"Komm schon, Angela, schieß zurück!"

Das deutsche Endspiel um den Euro

Das Endspiel um den Euro hat begonnen, und vor dem EU-Gipfel wird Angela Merkel entscheiden müssen, ob und wie Deutschland in der Lage ist, die Gemeinschaftswährung zu retten, warnt die Süddeutsche Zeitung.

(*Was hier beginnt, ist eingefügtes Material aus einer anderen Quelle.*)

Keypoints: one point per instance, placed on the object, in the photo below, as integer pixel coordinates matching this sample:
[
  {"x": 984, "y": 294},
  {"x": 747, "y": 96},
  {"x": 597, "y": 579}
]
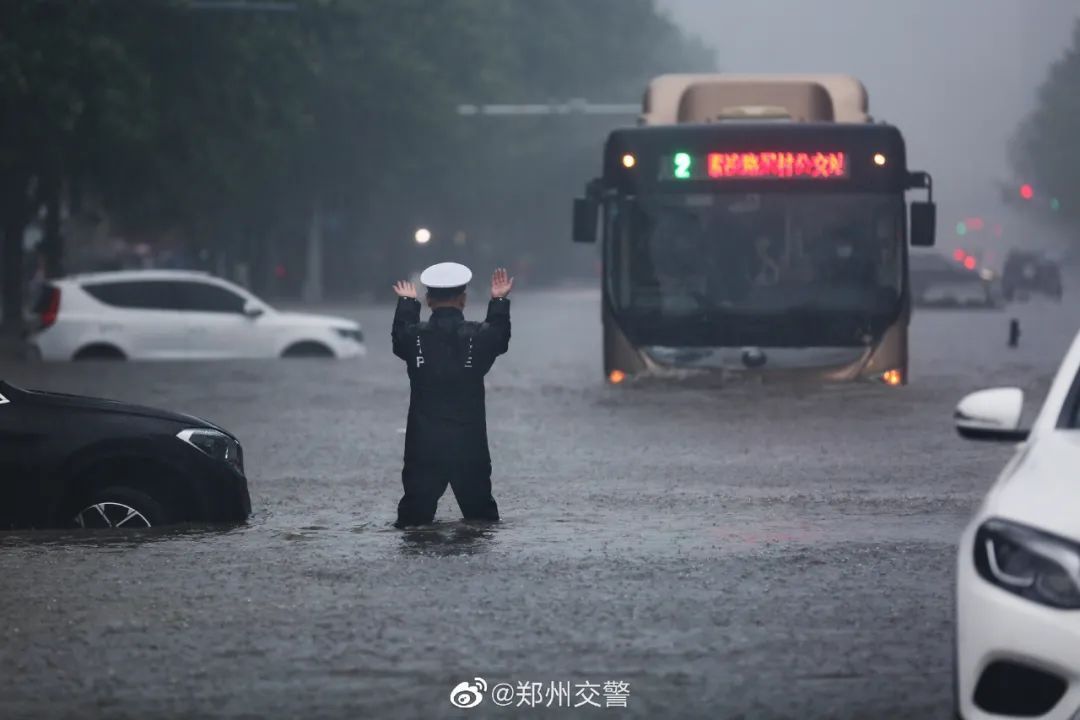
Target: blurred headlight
[
  {"x": 350, "y": 334},
  {"x": 216, "y": 445},
  {"x": 1028, "y": 562}
]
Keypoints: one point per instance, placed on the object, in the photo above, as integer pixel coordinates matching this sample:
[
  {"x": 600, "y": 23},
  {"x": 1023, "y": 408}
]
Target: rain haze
[
  {"x": 386, "y": 358},
  {"x": 956, "y": 76}
]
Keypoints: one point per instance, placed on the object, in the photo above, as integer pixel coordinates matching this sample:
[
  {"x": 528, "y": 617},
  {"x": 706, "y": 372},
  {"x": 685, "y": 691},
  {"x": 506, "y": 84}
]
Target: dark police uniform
[{"x": 446, "y": 436}]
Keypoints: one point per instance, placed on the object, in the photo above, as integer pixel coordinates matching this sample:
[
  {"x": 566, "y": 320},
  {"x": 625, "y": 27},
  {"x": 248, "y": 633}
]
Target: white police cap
[{"x": 446, "y": 275}]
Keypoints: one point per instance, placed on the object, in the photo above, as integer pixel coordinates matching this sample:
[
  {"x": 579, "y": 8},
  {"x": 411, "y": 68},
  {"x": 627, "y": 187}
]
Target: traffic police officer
[{"x": 447, "y": 358}]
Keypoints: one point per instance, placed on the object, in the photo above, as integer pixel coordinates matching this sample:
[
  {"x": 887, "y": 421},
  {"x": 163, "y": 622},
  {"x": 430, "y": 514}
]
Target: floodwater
[{"x": 745, "y": 552}]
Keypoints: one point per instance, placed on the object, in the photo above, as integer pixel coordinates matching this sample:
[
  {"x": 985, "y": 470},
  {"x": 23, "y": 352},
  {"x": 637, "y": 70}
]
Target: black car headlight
[
  {"x": 1034, "y": 565},
  {"x": 350, "y": 334},
  {"x": 215, "y": 444}
]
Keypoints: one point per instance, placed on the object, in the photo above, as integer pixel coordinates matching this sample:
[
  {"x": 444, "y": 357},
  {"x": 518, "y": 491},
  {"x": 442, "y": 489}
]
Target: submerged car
[
  {"x": 1026, "y": 273},
  {"x": 940, "y": 282},
  {"x": 176, "y": 314},
  {"x": 68, "y": 461},
  {"x": 1017, "y": 592}
]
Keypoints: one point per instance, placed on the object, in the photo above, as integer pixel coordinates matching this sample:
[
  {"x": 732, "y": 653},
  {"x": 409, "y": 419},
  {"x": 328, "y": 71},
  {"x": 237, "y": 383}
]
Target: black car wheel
[{"x": 119, "y": 507}]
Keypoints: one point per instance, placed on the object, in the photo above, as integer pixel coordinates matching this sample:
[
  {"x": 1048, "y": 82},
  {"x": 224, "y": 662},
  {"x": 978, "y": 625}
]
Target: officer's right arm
[{"x": 406, "y": 322}]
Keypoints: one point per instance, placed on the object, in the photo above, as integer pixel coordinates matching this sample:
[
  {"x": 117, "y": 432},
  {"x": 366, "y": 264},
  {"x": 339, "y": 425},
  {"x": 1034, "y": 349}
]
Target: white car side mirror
[
  {"x": 991, "y": 415},
  {"x": 253, "y": 310}
]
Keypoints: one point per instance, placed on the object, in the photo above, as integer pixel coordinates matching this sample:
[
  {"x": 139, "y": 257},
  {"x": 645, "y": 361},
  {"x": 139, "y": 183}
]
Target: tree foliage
[
  {"x": 231, "y": 126},
  {"x": 1047, "y": 148}
]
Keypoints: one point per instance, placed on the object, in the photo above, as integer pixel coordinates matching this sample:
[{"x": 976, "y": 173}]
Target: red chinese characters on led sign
[{"x": 813, "y": 165}]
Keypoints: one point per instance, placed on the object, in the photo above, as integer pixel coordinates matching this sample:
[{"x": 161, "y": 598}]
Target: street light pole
[{"x": 574, "y": 107}]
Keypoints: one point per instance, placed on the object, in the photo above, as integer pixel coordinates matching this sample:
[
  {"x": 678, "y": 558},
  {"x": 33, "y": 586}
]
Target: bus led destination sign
[{"x": 755, "y": 165}]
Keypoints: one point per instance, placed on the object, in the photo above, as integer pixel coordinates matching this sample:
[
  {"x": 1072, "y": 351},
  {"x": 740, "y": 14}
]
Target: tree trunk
[
  {"x": 12, "y": 280},
  {"x": 313, "y": 279},
  {"x": 52, "y": 244}
]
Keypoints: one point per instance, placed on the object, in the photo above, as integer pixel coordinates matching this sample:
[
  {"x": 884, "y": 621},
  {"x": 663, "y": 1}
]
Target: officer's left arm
[{"x": 406, "y": 322}]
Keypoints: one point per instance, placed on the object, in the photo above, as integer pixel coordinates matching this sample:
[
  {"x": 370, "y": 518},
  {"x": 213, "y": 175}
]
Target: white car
[
  {"x": 1017, "y": 644},
  {"x": 173, "y": 314}
]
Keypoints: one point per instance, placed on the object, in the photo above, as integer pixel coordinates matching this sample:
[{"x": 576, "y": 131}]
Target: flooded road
[{"x": 729, "y": 553}]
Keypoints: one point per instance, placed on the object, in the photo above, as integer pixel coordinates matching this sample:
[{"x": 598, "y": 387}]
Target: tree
[
  {"x": 233, "y": 128},
  {"x": 1047, "y": 150}
]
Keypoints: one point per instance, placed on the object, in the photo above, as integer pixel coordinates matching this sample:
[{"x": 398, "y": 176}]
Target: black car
[
  {"x": 1027, "y": 272},
  {"x": 68, "y": 461},
  {"x": 941, "y": 282}
]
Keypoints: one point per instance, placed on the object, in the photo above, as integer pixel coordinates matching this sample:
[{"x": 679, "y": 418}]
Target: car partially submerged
[
  {"x": 941, "y": 282},
  {"x": 68, "y": 461},
  {"x": 176, "y": 315},
  {"x": 1026, "y": 273},
  {"x": 1017, "y": 591}
]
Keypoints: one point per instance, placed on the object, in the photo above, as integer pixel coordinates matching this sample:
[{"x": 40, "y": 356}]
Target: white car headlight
[
  {"x": 215, "y": 444},
  {"x": 1034, "y": 565}
]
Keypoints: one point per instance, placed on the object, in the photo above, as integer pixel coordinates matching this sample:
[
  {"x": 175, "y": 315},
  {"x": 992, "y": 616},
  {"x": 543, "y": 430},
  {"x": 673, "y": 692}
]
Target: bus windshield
[{"x": 680, "y": 255}]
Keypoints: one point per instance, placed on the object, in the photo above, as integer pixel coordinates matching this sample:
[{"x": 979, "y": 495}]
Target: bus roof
[{"x": 706, "y": 97}]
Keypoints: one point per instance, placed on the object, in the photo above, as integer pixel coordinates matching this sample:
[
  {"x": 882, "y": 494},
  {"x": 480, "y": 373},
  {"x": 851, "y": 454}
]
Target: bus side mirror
[
  {"x": 584, "y": 219},
  {"x": 923, "y": 223}
]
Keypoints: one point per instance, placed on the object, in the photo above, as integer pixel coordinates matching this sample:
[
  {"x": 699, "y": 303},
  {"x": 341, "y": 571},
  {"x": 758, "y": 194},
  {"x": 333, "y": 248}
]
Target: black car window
[
  {"x": 203, "y": 297},
  {"x": 138, "y": 295},
  {"x": 1070, "y": 413}
]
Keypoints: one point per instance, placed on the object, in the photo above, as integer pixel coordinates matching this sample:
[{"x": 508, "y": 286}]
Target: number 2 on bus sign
[{"x": 683, "y": 165}]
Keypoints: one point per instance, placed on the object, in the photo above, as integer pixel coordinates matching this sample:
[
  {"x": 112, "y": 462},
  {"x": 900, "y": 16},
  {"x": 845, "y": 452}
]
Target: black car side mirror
[
  {"x": 584, "y": 219},
  {"x": 923, "y": 223}
]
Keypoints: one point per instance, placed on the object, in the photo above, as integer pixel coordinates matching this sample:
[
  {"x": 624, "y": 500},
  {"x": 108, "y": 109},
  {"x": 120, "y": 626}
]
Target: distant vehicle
[
  {"x": 176, "y": 314},
  {"x": 68, "y": 461},
  {"x": 1027, "y": 272},
  {"x": 756, "y": 226},
  {"x": 941, "y": 282},
  {"x": 1017, "y": 592}
]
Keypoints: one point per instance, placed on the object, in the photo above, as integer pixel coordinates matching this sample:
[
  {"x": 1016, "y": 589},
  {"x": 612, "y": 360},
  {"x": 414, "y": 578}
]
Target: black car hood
[{"x": 100, "y": 405}]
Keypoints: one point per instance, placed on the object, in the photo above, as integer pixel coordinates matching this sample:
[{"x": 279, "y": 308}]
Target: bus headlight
[
  {"x": 1028, "y": 562},
  {"x": 893, "y": 377}
]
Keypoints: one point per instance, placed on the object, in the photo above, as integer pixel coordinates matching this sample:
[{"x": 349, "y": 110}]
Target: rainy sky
[{"x": 956, "y": 76}]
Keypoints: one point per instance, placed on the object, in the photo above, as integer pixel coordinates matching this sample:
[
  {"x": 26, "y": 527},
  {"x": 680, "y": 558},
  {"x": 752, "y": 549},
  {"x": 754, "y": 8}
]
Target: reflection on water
[
  {"x": 116, "y": 538},
  {"x": 450, "y": 539}
]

Veröffentlicht am 26 Juni 2012 um 14:26
"Komm schon, Angela, schieß zurück!"

Die Zukunft des Euro hängt nicht an Italien. Sie hängt auch nicht an Spanien, Portugal, Irland, Zypern oder gar Griechenland. Wie und ob es weitergeht mit der gemeinsamen Währung, wird sich in Deutschland entscheiden und nirgends sonst. Berlin ist heute der Kern der Krise. Im Finanzministerium und in der Bundesbank dürfte diese Erkenntnis geläufig sein, öffentlich wird das Thema aber noch längst nicht mit der nötigen Offenheit diskutiert: Nur Deutschland kann den Großteil der Lasten tragen, die mit der Rettung des Euro verbunden sind. Die Frage ist, ob die Deutschen das wollen und auch, wie lange sie es noch können.

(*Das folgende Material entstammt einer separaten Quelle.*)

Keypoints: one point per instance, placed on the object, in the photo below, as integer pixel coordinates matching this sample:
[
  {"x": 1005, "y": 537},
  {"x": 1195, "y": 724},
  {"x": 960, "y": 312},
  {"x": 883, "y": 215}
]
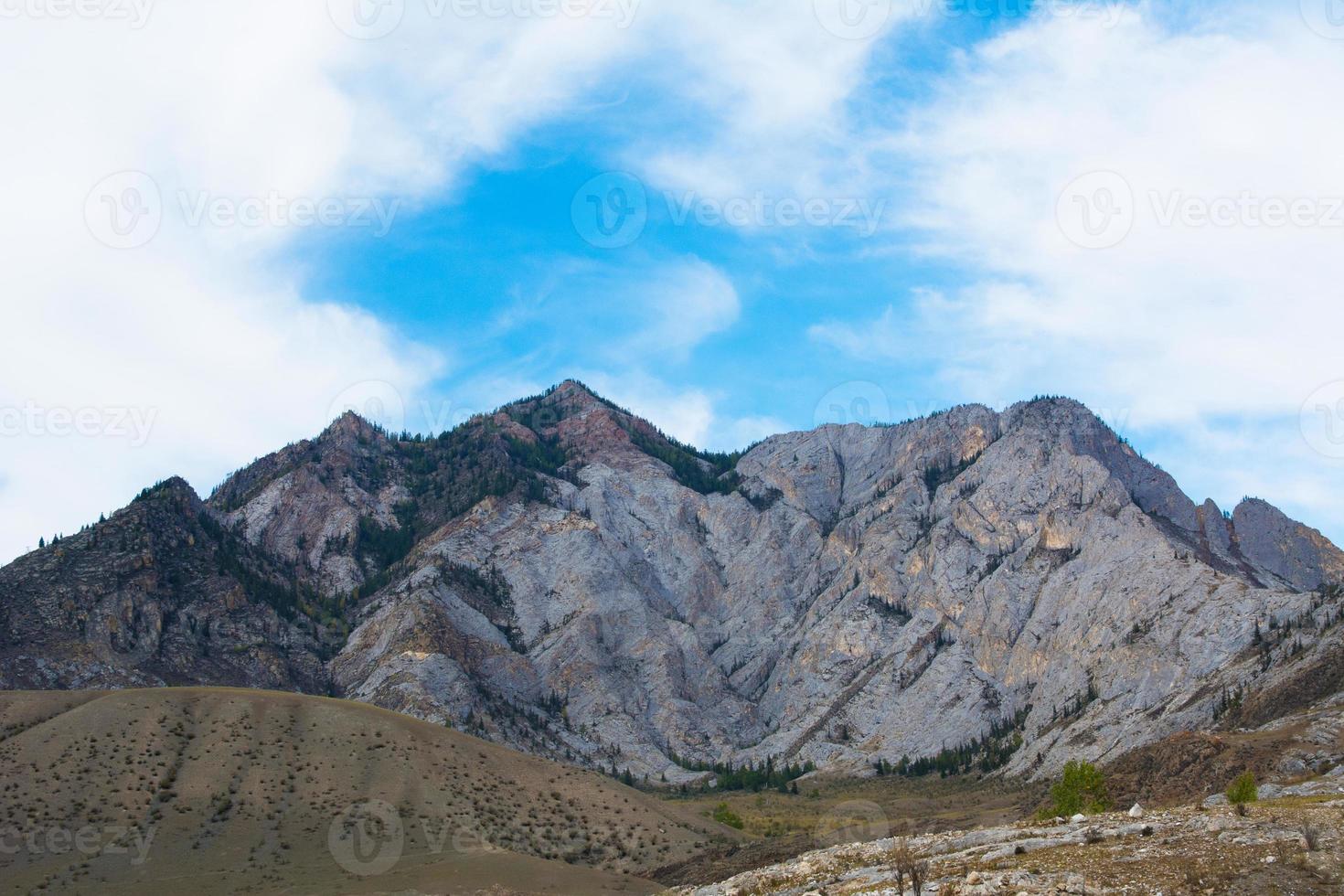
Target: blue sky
[{"x": 1001, "y": 199}]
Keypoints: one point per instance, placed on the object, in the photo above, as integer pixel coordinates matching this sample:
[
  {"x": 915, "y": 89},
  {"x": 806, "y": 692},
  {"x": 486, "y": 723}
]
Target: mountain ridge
[{"x": 562, "y": 577}]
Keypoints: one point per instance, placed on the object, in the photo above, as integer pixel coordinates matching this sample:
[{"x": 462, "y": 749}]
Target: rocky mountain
[{"x": 974, "y": 589}]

Unmittelbar vor einem weiteren schwierigen EU-Gipfel liefert dies für Politik und Öffentlichkeit in Deutschland Anlass, nüchtern zu kalkulieren und abzuwägen: Was wird uns die Rettung des Euro noch kosten, ökonomisch ebenso wie politisch? Und was würde ein Scheitern kosten, also die Desintegration der Euro-Zone, in welcher Form auch immer? Welche Risiken würden sich in beiden Fällen materialisieren, in den Bilanzen der Banken und der Deutschen Bundesbank? Welche Folgen würde ein Scheitern für die Position Deutschlands innerhalb Europas haben? Soll und kann die Bundeskanzlerin andererseits weiterhin als Zuchtmeisterin Europas auftreten?

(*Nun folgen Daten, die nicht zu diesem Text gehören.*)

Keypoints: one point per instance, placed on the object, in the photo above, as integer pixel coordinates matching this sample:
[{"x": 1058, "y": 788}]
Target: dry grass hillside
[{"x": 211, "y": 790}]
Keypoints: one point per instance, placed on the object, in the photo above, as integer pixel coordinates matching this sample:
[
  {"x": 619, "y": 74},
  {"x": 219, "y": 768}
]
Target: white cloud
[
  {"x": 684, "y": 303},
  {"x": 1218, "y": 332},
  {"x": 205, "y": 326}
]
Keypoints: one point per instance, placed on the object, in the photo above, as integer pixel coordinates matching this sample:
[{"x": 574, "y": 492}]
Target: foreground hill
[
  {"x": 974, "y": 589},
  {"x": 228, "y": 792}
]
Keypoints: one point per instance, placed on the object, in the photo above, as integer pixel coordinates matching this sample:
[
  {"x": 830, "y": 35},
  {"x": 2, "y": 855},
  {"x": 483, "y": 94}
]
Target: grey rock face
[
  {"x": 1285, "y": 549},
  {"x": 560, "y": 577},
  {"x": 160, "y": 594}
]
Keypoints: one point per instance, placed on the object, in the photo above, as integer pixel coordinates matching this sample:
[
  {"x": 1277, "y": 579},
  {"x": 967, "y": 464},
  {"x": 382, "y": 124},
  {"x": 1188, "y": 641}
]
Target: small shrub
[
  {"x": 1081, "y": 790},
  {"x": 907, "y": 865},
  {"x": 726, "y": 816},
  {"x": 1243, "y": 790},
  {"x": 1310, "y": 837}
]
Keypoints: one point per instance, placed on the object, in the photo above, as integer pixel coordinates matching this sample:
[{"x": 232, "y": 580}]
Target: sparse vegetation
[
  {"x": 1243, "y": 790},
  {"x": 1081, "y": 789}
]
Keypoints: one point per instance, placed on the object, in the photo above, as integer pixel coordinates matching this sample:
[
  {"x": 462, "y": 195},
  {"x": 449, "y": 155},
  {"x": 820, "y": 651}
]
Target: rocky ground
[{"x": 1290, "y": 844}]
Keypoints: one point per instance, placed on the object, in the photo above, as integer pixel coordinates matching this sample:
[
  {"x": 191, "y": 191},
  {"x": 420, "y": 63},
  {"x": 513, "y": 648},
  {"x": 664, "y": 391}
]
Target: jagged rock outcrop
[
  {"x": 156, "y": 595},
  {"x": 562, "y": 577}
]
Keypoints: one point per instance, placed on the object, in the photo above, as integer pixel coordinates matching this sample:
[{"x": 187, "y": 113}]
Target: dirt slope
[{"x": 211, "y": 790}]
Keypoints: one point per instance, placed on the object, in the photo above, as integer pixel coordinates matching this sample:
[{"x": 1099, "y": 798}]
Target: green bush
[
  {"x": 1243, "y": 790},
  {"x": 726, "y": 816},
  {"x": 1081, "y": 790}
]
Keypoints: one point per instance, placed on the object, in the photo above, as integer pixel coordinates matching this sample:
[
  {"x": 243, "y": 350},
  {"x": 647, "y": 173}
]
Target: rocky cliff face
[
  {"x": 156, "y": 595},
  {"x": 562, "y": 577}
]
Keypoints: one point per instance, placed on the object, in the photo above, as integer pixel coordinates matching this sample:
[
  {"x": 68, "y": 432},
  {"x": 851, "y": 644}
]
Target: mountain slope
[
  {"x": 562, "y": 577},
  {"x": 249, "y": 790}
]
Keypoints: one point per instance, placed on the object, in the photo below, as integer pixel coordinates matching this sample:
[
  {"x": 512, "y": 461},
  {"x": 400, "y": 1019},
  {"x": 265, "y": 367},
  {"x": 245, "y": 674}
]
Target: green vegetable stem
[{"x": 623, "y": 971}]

Die Bürger haben Angst um ihr Geld

Beobachtern aus dem Ausland fällt auf, dass die Deutschen die Debatte über den Euro oft in erstaunlichem Maße moralisch führen: 'Wie kommen wir dazu, den Griechen ihre Rente mit 45 zu bezahlen?' Solche Fragen liegen nahe, aber sie sind irrelevant - noch ist kein Euro aus Deutschland in das griechische Rentensystem geflossen. Es wird daher Zeit, die Debatte auf eine ökonomische und eine verfassungsrechtliche Ebene zu heben.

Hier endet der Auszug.